Jerid Francom bio photo

Jerid Francom

Associate Professor of Spanish and Linguistics
Romance Languages
Wake Forest University

Curriculum vitae

Email Twitter Github Stackoverflow Last.fm

In this ExploRation, I will demonstrate how to scrape text data from the web with R. This particular example aims to collect a series of State of the Union (SOTU) speeches [1947-present] from http://www.presidency.ucsb.edu/ and write the plain-text contents to disc. The bulk of the work will be done with the recently released rvest package. The scripting will also employ the magrittr package for writing legible code.

To get started first we identify the sub-page ../sou.php that contains the links of interest.

center

This page contains links to pages in which all of the SOTU addresses. To load that page into R, as a parsed html object we use rvest’s html() function.

library("rvest")
# Load the page
main.page <- html(x = "http://www.presidency.ucsb.edu/sou.php")

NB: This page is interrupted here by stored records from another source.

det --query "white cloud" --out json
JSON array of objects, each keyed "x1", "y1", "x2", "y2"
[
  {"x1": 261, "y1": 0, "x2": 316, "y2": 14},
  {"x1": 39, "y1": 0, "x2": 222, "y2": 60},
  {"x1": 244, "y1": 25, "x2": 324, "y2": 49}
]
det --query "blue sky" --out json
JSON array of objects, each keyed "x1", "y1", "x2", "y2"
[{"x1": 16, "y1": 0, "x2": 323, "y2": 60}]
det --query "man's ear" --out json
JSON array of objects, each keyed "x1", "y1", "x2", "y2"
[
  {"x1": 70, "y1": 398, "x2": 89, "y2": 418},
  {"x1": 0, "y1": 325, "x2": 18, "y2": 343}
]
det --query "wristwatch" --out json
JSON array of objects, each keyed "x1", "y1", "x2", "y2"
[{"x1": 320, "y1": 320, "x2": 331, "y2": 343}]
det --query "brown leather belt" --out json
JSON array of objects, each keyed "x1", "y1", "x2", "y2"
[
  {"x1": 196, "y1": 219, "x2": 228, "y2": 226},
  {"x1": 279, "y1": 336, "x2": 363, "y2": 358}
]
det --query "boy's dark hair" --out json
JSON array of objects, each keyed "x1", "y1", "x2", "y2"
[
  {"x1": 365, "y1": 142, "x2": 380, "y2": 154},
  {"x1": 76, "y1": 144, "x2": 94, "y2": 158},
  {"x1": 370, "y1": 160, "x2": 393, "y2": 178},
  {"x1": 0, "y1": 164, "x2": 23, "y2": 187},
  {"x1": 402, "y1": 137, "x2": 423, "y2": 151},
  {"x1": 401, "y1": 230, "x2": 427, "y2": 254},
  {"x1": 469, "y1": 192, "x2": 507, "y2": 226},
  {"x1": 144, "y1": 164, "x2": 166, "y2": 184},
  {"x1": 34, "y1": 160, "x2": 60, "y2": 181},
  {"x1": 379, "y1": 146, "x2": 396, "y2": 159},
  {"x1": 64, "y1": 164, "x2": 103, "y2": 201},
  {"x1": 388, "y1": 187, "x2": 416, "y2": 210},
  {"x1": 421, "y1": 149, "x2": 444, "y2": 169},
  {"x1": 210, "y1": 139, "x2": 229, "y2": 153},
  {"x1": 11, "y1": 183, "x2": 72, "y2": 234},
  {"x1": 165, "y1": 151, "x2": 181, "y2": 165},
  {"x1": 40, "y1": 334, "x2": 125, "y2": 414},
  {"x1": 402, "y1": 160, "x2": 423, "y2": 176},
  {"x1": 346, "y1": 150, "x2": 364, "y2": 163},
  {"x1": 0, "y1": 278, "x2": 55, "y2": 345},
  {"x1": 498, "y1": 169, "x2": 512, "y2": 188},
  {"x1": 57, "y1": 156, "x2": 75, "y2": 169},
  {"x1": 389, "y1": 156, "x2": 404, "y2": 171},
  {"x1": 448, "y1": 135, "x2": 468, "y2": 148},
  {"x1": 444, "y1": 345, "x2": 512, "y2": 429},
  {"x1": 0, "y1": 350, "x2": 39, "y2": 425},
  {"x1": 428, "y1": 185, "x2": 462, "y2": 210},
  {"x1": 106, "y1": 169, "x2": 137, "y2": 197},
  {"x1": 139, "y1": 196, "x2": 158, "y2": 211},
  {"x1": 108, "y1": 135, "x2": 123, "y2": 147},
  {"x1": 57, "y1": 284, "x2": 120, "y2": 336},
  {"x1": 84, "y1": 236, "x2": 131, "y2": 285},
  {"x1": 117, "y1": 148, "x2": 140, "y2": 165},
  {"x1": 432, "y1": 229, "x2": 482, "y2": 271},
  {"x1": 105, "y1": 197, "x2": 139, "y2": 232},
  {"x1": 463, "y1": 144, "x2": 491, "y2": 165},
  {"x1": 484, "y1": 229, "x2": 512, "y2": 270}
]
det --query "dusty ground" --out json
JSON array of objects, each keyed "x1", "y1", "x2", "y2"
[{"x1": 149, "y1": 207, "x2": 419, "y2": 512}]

Once we have the page, the next step is to identify how to isolate the links that we are interested in from other links on the page. The documentation for the package refers to Selectorgadget a bookmarklet for your browser that allows you to point-and-click your way to identifying either the CSS or XPATH need to get the target html objects.

Activating Selectorgadget, you then click on the html object you want and then see what becomes highlighted. In most cases this will highlight more objects that you want, so then you click again on the object(s) you do not want to isolate. In our case, clicking first the “2013” link in the SOTU listing and then the “Florida 2000” link leaves us with the right objects selected.

center

Now we can return to R, and use the CSS selector ‘.ver12 a’ to get our links. The html_nodes() function gets use the elements we want, but they come html-warts and all. For the URLs we use the html_attr() function and specify that we want the part contained under href (ex. <a href="http://www.presidency.ucsb.edu/ws/index.php?pid=29431">1790</a>). The same basic process is applied to get the link text, but instead we use the html_text() function to get the ‘1790’ part of the previous URL example. Then we combine the results into a data.frame sotu.

# Get link URLs
urls <- main.page %>% # feed `main.page` to the next step
  html_nodes(".ver12 a") %>% # get the CSS nodes
  html_attr("href") # extract the URLs
# Get link text
links <- main.page %>% # feed `main.page` to the next step
  html_nodes(".ver12 a") %>% # get the CSS nodes
  html_text() # extract the link text
# Combine `links` and `urls` into a data.frame
sotu <- data.frame(links = links, urls = urls, stringsAsFactors = FALSE)
head(sotu)
##   links                                                   urls
## 1  2013 http://www.presidency.ucsb.edu/ws/index.php?pid=102826
## 2  2014 http://www.presidency.ucsb.edu/ws/index.php?pid=104596
## 3  2015 http://www.presidency.ucsb.edu/ws/index.php?pid=108031
## 4  2009  http://www.presidency.ucsb.edu/ws/index.php?pid=85753
## 5  2010  http://www.presidency.ucsb.edu/ws/index.php?pid=87433
## 6  2011  http://www.presidency.ucsb.edu/ws/index.php?pid=88928

The results look great. We still need to extract only those addresses we are interested in, dates between 1947-2015. To do this we simply use the %in% operator to filter our sotu$links column by the vector 1947:2015.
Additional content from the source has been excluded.